Bij de kerkvaders heeten de geopenbaarde waarheden dogma. In de latere theologie krijgt het woord een meer beperkte beteekenis.

D. heet daar: een waarheid onmiddellijk door God geopenbaard en door het leerambt der Kerk aan alle geloovigen als geloofswaarheid voorgelegd. Er zijn dus twee vereischten voor een dogma:1° het vervat zijn in de openbaringsbronnen (H. Schrift, overlevering),
2° de voorstelling door de Kerk als geopenbaarde waarheid.
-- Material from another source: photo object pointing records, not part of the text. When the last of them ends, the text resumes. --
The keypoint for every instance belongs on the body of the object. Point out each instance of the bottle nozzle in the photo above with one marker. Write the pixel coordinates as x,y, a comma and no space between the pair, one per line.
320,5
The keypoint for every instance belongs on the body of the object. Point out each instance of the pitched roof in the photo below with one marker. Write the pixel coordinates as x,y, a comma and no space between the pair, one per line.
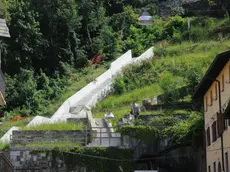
213,71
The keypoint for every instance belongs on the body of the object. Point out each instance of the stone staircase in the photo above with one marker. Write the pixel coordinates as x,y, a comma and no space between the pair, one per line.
5,164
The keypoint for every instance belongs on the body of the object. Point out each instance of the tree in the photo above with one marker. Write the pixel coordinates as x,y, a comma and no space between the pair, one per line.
26,39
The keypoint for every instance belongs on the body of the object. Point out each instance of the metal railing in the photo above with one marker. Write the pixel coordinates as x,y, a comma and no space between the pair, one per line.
5,164
2,83
105,136
48,143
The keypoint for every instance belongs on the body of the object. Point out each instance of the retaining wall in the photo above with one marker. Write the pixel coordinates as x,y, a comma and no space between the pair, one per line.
20,138
23,160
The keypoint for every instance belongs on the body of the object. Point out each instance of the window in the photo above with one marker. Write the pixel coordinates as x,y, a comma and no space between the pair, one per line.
219,125
229,74
208,137
209,168
226,160
219,167
226,124
216,91
211,98
214,167
223,82
206,103
214,131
Dit laatste kan gebeuren ofwel door een plechtige uitspraak, ofwel door de algemeene en gewone leer der Kerk. De in de openbaringsbronnen vervatte, maar niet door de Kerk voorgelegde geloofswaarheid noemt men dogmamateriale, in tegenstelling met het d. in strikten zin, dat aan de twee genoemde eischen voldoet. De dogmata worden verdeeld

1° in noodzakelijke en niet-noodzakelijke dogmata. De eerste moeten door ieder krachtens noodzakelijkheid des middels of des gebods uitdrukkelijk worden geloofd. Voor de andere volstaat ingcsloten geloof (fides implicita), d.i. de geneigdheid om alles te gelooven, wat door de Kerk als geloofswaarheid wordt voorgesteld. → Geloof.
2° In zuivere en gemengde dogmata. De eerste zijn geloofswaarheden, die alleen door openbaring kenbaar zijn, de andere, die ook met natuurlijk inzicht kunnen gekend worden. In Protestantsche theologie wordt onderscheid gemaakt tusschen fundamenteele en niet-fundamenteele dogmata. Alleen de fundamenteele moeten aanvaard worden; het geloof is bestaanbaar met de loochening der niet-fundamenteele. Deze tegenstelling is voor den Katholiek onhoudbaar: omdat de goddelijke waarheid den mensch volstrekt bindt, mag geen door God geopenbaarde waarheid worden geloochend.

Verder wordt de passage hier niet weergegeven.